Praticamente todas as instituições financeiras operantes no país, como associações de poupança e empréstimos, sociedades de crédito, bancos comerciais e múltiplos, entre outros. Confira a lista completa das instituições associadas aqui.

Origem

Sua atuação mais direta começou justamente quando a crise no setor bancário do país tomou uma proporção maior (em 1996) e o governo precisou realizar uma intervenção preventiva mais forte no setor.

Garantias

Hoje o FGC garante o pagamento de até R$ 250 mil por instituição, por cpf, em casos de perdas que são causadas por problemas financeiros. Por isso, na maioria das vezes é importante diversificar seus investimentos!

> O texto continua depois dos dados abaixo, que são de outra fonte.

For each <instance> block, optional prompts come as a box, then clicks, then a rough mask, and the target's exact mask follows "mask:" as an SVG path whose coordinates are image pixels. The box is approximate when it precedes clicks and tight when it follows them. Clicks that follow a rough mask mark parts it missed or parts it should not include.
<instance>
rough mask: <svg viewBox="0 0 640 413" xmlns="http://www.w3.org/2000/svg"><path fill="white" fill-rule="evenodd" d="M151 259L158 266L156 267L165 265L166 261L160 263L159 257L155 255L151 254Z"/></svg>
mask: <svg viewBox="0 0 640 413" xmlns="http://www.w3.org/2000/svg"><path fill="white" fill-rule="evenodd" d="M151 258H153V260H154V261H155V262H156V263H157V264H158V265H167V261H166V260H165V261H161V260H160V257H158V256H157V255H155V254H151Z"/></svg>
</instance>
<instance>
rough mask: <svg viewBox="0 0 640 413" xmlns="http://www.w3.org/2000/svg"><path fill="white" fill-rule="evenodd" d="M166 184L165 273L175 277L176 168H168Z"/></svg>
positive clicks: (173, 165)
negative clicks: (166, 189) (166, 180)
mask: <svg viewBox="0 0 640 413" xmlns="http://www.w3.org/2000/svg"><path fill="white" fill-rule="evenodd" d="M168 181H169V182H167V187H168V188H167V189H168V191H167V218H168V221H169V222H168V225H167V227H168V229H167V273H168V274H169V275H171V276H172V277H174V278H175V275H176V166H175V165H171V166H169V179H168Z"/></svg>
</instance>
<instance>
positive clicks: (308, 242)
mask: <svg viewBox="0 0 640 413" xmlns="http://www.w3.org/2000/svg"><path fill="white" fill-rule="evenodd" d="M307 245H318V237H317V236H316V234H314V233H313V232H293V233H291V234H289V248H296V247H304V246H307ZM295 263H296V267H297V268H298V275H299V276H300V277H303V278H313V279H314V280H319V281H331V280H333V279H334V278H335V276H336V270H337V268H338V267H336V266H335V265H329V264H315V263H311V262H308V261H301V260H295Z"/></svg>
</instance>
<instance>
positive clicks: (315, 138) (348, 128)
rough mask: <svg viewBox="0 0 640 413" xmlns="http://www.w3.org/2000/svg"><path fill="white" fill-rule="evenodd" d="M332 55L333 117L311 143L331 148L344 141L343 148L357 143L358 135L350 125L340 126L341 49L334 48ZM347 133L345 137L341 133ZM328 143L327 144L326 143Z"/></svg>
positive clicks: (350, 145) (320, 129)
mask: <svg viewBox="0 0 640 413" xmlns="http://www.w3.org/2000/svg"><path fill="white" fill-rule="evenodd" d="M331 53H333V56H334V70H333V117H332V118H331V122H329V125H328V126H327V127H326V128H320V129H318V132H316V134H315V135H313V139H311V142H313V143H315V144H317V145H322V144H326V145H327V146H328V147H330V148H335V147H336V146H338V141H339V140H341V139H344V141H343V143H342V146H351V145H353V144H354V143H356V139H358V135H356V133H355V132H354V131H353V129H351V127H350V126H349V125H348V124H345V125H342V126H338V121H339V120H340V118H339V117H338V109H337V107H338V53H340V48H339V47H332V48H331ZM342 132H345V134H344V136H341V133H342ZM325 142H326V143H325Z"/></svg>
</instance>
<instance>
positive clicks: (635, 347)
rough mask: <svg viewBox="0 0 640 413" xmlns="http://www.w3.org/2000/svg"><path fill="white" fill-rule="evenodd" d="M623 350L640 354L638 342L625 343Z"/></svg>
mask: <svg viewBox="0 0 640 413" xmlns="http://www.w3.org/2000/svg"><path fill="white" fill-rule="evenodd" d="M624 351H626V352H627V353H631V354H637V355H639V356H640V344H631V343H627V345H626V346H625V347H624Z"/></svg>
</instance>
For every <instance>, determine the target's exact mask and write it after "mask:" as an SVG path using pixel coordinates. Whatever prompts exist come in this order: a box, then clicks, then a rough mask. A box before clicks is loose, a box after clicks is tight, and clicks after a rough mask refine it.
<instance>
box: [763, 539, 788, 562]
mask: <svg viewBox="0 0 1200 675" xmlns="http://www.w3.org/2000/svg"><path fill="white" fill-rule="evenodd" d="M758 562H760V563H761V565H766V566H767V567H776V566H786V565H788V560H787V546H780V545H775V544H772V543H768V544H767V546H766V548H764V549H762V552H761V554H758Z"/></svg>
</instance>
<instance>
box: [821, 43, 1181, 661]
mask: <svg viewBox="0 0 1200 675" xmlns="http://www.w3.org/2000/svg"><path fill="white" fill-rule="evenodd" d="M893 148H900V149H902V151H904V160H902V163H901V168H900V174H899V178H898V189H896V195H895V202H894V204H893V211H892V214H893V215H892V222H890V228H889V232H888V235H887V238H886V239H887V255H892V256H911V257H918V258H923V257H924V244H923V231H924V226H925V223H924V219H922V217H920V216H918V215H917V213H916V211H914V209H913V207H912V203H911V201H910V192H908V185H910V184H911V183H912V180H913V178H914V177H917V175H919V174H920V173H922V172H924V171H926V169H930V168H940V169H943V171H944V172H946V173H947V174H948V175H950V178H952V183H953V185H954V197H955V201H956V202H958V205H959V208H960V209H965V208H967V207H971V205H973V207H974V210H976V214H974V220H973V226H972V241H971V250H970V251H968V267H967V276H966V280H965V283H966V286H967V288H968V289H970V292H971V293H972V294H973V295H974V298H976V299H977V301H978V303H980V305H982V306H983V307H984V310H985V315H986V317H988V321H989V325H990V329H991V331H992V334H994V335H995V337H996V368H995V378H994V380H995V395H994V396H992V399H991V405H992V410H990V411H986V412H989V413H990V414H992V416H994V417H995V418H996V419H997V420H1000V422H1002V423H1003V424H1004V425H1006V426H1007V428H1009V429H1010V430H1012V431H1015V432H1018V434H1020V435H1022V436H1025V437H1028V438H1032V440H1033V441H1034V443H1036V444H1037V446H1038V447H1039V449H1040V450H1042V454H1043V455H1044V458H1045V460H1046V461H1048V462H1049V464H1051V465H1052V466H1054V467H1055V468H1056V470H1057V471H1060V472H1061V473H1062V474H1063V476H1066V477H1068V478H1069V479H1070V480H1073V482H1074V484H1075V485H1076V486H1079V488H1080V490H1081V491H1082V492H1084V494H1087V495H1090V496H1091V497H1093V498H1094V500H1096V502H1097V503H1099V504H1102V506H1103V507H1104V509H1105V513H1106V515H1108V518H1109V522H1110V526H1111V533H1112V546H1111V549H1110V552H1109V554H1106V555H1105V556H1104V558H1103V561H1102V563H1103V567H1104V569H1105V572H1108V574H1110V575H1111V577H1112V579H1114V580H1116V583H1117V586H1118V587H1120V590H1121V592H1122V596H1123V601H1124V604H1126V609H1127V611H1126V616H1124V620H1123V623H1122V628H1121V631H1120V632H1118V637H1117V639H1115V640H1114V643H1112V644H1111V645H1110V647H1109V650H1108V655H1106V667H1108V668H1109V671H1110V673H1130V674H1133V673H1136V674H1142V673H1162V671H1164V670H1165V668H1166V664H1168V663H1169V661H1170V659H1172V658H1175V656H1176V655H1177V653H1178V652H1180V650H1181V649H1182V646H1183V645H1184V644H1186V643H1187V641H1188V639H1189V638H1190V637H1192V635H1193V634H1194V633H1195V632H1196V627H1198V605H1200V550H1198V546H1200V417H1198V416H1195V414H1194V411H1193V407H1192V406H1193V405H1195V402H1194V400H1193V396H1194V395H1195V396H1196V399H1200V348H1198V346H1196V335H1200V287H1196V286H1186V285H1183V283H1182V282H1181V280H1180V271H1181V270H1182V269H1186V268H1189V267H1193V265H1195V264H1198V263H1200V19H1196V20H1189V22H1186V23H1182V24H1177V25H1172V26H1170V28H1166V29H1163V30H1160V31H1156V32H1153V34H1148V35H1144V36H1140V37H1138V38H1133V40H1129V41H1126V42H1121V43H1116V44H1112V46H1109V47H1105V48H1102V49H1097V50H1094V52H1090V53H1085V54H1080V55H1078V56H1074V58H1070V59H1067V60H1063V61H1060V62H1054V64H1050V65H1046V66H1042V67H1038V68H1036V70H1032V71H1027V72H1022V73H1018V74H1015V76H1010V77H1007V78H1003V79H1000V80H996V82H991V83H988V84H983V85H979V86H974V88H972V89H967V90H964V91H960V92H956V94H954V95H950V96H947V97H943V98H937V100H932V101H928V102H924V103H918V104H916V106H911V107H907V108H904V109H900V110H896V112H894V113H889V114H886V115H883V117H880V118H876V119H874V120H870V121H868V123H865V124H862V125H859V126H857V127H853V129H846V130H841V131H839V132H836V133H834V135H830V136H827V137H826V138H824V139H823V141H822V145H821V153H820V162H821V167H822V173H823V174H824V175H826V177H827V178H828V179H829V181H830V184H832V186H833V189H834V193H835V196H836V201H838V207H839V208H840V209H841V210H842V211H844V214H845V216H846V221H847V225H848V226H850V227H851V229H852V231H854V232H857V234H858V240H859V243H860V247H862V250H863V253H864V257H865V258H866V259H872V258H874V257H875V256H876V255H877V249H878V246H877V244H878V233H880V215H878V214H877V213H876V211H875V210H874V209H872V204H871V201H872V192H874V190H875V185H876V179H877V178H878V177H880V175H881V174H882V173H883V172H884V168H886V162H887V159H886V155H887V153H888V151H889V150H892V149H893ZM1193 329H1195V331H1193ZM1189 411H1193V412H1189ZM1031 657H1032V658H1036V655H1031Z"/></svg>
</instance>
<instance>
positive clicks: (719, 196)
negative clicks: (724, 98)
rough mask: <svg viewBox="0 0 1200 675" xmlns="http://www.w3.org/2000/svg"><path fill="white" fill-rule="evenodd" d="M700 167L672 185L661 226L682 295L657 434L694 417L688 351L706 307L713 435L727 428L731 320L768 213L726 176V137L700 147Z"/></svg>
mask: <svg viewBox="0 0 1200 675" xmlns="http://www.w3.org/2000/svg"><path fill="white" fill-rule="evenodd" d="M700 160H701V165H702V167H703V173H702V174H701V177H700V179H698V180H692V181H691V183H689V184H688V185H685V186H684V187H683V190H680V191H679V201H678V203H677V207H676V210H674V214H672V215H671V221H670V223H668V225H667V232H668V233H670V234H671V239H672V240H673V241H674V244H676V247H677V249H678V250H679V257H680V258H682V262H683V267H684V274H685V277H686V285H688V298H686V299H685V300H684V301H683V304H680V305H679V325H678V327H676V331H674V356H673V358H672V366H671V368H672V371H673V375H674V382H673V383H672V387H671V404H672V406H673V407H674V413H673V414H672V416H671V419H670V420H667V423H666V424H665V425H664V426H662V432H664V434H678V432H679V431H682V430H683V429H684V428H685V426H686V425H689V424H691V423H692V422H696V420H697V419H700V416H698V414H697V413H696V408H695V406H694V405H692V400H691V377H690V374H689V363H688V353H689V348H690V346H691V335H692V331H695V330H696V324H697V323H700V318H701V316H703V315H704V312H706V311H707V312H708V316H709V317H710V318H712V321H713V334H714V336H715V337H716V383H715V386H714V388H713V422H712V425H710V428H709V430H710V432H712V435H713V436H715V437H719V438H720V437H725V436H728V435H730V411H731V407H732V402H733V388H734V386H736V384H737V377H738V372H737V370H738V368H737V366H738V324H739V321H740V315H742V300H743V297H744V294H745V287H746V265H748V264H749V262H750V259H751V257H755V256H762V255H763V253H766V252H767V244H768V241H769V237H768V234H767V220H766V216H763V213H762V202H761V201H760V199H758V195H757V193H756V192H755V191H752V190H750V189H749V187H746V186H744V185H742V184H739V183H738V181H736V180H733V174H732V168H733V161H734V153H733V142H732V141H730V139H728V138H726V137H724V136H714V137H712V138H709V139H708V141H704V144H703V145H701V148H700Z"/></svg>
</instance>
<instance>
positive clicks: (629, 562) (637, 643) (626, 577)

Tipos de investimentos protegidos:

Dos investimentos listados, os que têm mais destaque são: poupança, CDBs e LCIs. Fundos de investimento, por exemplo, não contam com a proteção do FGC.

  • Depósitos à vista ou sacáveis mediante aviso prévio;
  • Depósitos de poupança;
  • Depósitos a prazo, com ou sem emissão de certificado;
  • Depósitos mantidos em contas não movimentáveis por cheques destinadas ao registro e controle do fluxo de recursos referentes à prestação de serviços de pagamento de salários, vencimentos, aposentadorias, pensões e similares;
  • Letras de câmbio;
  • Letras imobiliárias;
  • Letras hipotecárias;
  • Letras de crédito imobiliário;
  • Letras de crédito do agronegócio;
  • Operações compromissadas que têm como objetivo títulos emitidos após 8 de março de 2012 por empresa ligada.

Quando estiver em dúvida entre duas aplicações, um dos critérios para escolher pode ser a garantia do FGC, já que assim você elimina riscos de perder dinheiro.

Resumindo

O FGC funciona como um seguro, para investimentos de até R$ 250 mil e reduz os riscos de investimentos, especialmente dos bancos menores – que costumam oferecer maior rendimento, mas também têm maior risco de não conseguirem honrar os compromissos. Assim, estas instituições financeiras conseguem taxas mais atrativas para os clientes, sem perder a cautela. Esse é um ótimo critério de desempate entre dois investimentos: qual deles possui a cobertura do Fundo Garantidor de Crédito?

O ideal, portanto, é que o investidor diversifique seus investimentos, evitando aplicar valores superiores à cobertura do fundo, e, assim, reduzindo riscos e ampliando a margem de rendimento.

Por exemplo: se você tem R$ 1 milhão, invista através de uma corretora e diversifique seu investimentos em 5 instituições emissoras diferentes. Assim você estará blindando totalmente seu capital, contra possíveis riscos.